High-Value Enterprise Orders WebSocket + finalized Commitment Ensures transaction immutability; mitigates reorg risk. Slightly higher latency; no additional cost.
Global User Base Direct Solana Pay Integration Borderless access; no geographic restrictions or FX fees. Near-zero fees; improved conversion.
Legacy System Integration Wrapper Service with Direct Fallback Allows gradual migration; maintains compatibility.

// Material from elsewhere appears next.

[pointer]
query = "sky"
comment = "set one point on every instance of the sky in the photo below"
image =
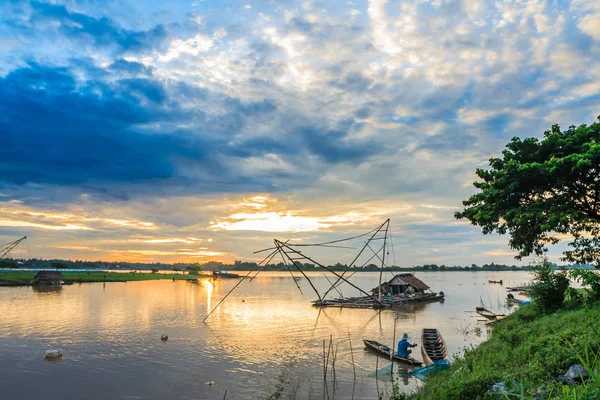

Higher initial cost; reduces long-term dependency.

Configuration Template

# .env.production
SOLANA_RPC_URL=https://api.mainnet-beta.solana.com
SOLANA_WS_URL=wss://api.mainnet-beta.solana.com
MERCHANT_SECRET_KEY=<Base64EncodedMerchantSecret>
USDC_MINT=EPjFWdd5AufqSSqeM2qN1xzybapC8G4wEGGkZwyTDt1v
VERIFICATION_COMMITMENT=confirmed
IDEMPOTENCY_WINDOW_MS=300000

Quick Start Guide

  1. Initialize Project: Create a new TypeScript project and install @solana/web3.js and @solana/spl-token.
  2. Configure RPC: Set up environment variables with your dedicated RPC endpoint and merchant secret key.
  3. Implement Orchestrator: Use the PaymentOrchestrator class to generate payment sessions and QR codes.
  4. Deploy Verifier: Run the TransactionVerifier as a background service or serverless function to monitor for incoming transactions.
  5. Test on Devnet: Validate the flow using Solana Devnet to ensure URL construction, verification logic, and fulfillment work correctly before deploying to Mainnet.